Health officials in Tokyo have confirmed 19 new cases of dengue fever, bringing the total to 34 in the country’s first domestic outbreak since World War Two. The disease was found in individuals living in Tokyo and surrounding prefectures. None of the victims has been abroad recently, but all had visited Tokyo’s Yoyogi Park.
Officials said the disease was probably carried by mosquitoes found in and around the park, one of central Tokyo’s major green spaces. The disease is transmitted via Tiger mosquitoes which are endemic to Japan, though dengue fever was effectively eradicated from the country after the Second World War.
Dengue symptoms include high fever, headaches, joint and muscle pain, vomiting and bleeding. Most cases are mild, particularly in people who have never had the infection before. Occasionally, serious problems can develop, leading to complications such as dengue haemorrhagic fever, and dengue shock syndrome.
“It is rare for symptoms to worsen among those who have been infected,” a Japanese health ministry official said. “We hope people will seek treatment at a medical facility as soon as possible after developing a high fever within three to seven days after being bitten by a mosquito.”
The Japanese authorities have sprayed 800 litres of pesticide in the park to kill the mosquitoes and halt the spread of the infection.

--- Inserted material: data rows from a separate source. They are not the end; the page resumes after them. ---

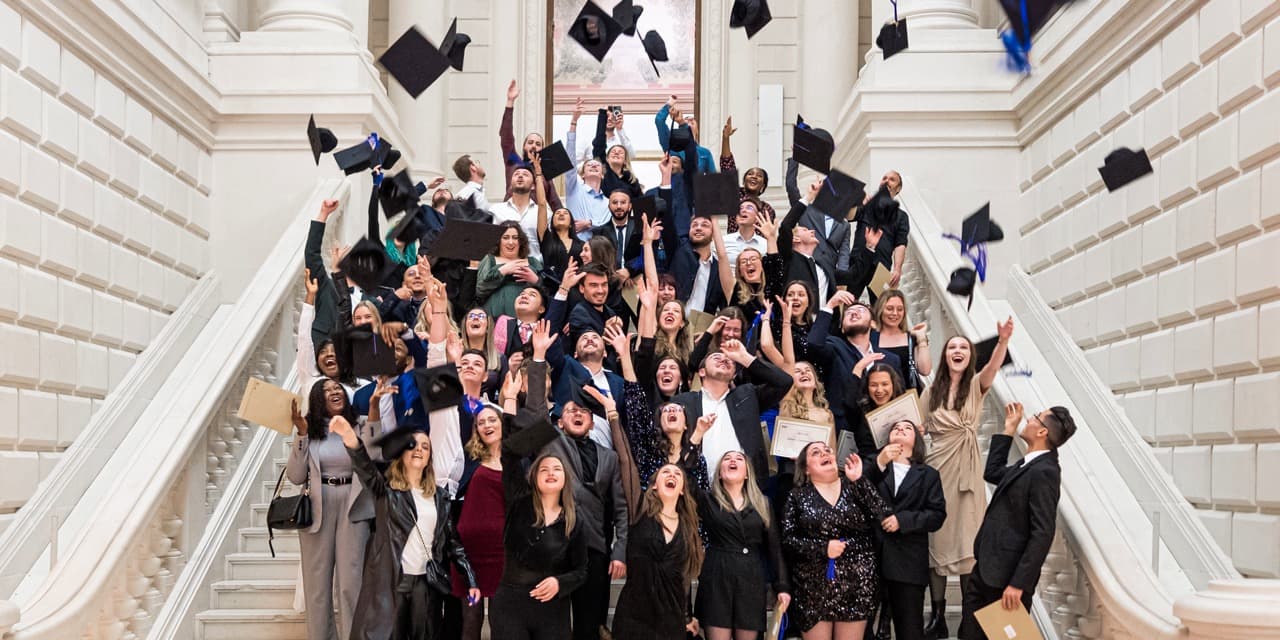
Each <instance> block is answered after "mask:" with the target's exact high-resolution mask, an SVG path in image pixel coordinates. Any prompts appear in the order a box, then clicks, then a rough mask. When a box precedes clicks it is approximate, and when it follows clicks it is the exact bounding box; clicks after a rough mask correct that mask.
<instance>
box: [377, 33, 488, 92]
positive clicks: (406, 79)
mask: <svg viewBox="0 0 1280 640" xmlns="http://www.w3.org/2000/svg"><path fill="white" fill-rule="evenodd" d="M462 37H466V36H462ZM466 40H467V42H470V41H471V38H466ZM460 41H461V38H457V37H456V40H454V42H453V44H452V45H451V49H454V50H456V51H457V58H458V64H460V67H461V63H462V60H461V58H462V47H465V46H466V44H462V45H461V46H458V42H460ZM378 61H379V63H380V64H381V65H383V68H384V69H387V73H389V74H390V76H392V77H393V78H396V82H398V83H399V86H401V87H404V91H406V92H408V95H411V96H413V97H417V96H421V95H422V92H424V91H426V87H430V86H431V83H434V82H435V81H436V79H438V78H439V77H440V76H443V74H444V72H445V70H448V69H449V67H452V65H453V60H452V59H451V58H449V56H447V55H444V52H442V51H440V50H439V49H436V47H435V45H433V44H431V41H429V40H426V36H424V35H422V32H421V31H417V27H410V28H408V31H406V32H404V33H403V35H401V37H399V38H398V40H396V42H394V44H392V46H389V47H387V51H384V52H383V55H381V58H379V59H378Z"/></svg>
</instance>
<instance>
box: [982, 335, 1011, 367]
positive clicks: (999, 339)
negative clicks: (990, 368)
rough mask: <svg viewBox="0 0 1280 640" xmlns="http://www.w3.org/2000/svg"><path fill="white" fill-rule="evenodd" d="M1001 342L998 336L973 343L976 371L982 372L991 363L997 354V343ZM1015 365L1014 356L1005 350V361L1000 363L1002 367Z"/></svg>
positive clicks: (1006, 350) (1006, 349) (1001, 361)
mask: <svg viewBox="0 0 1280 640" xmlns="http://www.w3.org/2000/svg"><path fill="white" fill-rule="evenodd" d="M997 342H1000V337H998V335H992V337H991V338H987V339H984V340H982V342H975V343H973V366H974V369H975V370H978V371H982V369H983V367H986V366H987V362H991V356H993V355H995V353H996V343H997ZM1012 364H1014V355H1012V353H1010V352H1009V349H1005V360H1002V361H1001V362H1000V366H1002V367H1006V366H1009V365H1012Z"/></svg>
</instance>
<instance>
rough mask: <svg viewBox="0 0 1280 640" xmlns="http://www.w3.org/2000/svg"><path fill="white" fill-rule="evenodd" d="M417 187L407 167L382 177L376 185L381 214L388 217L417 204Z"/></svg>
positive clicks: (408, 208) (390, 217)
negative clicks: (390, 175)
mask: <svg viewBox="0 0 1280 640" xmlns="http://www.w3.org/2000/svg"><path fill="white" fill-rule="evenodd" d="M417 197H419V196H417V187H415V186H413V178H410V175H408V169H404V170H402V172H399V173H397V174H396V175H392V177H390V178H384V179H383V183H381V184H379V186H378V201H379V202H380V204H381V205H383V215H384V216H387V218H388V219H390V218H392V216H394V215H396V214H398V212H401V211H404V210H408V209H415V205H417Z"/></svg>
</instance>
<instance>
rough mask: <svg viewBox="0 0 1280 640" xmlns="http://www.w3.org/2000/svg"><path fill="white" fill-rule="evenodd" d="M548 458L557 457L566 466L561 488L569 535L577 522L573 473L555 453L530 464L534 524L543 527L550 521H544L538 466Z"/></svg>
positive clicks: (545, 518)
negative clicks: (541, 498)
mask: <svg viewBox="0 0 1280 640" xmlns="http://www.w3.org/2000/svg"><path fill="white" fill-rule="evenodd" d="M547 458H556V460H558V461H559V463H561V467H563V468H564V486H562V488H561V495H559V498H561V512H562V515H563V516H564V535H566V536H568V535H570V534H571V532H572V531H573V524H575V522H577V512H576V507H575V504H573V475H572V474H571V472H570V470H568V465H566V463H564V460H563V458H561V457H559V456H556V454H554V453H544V454H541V456H538V460H535V461H534V463H532V465H530V466H529V486H530V488H531V489H532V490H534V492H532V493H531V494H530V499H531V500H534V526H536V527H543V526H548V525H549V524H550V522H544V521H545V520H547V515H545V513H543V500H541V498H540V497H539V495H538V466H539V465H541V463H543V461H544V460H547Z"/></svg>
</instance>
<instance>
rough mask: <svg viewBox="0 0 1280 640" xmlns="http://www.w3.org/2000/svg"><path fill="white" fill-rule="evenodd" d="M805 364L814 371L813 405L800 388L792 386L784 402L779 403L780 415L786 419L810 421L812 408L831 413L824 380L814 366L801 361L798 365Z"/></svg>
mask: <svg viewBox="0 0 1280 640" xmlns="http://www.w3.org/2000/svg"><path fill="white" fill-rule="evenodd" d="M801 362H804V364H805V365H809V369H810V370H812V371H813V383H814V388H813V404H810V403H809V402H808V401H806V399H805V397H804V392H801V390H800V388H799V387H796V385H794V384H792V385H791V390H788V392H787V394H786V396H783V397H782V402H780V403H778V415H780V416H786V417H795V419H800V420H809V410H810V408H820V410H824V411H827V413H831V404H829V403H828V402H827V387H826V385H823V384H822V379H820V378H818V370H817V369H814V366H813V365H810V364H809V362H805V361H804V360H801V361H800V362H796V365H799V364H801Z"/></svg>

With the proper treatment dengue fever is fatal in only 1 percent of cases.
This outbreak, in one of the world’s richest countries, highlights the fact that neglected tropical diseases (NTDs) are not the sole preserve of poor countries, reports the Guardian. Governments need to realise that G20 countries are susceptible to the “lion’s share” of dangerous, yet low-profile illnesses, a US expert has warned.
Dr Peter Hotez, dean of the National School of Tropical Medicine in Baylor, Texas told the Guardian, northern Argentina, southern Mexico and the southern United States are areas where several NTDs are common. Texas and regions of the Gulf Coast have seen cases of dengue fever, Chagas disease, Chikungunya, and parasitic worm infections. He estimates that 12 million Americans have one or more tropical diseases.
He described his frustration with governments spending millions on HIV, TB, and malaria research while often neglecting NTDs. The UK and USA governments currently provide three-quarters of the development and research budget for NTDs.
“We’re working on the French and the Germans, who, I think are going to be very important. But we need to look even beyond the north and get all of the G20 countries involved – especially the Brics [Brazil, Russia, India, China and South Africa].” he said.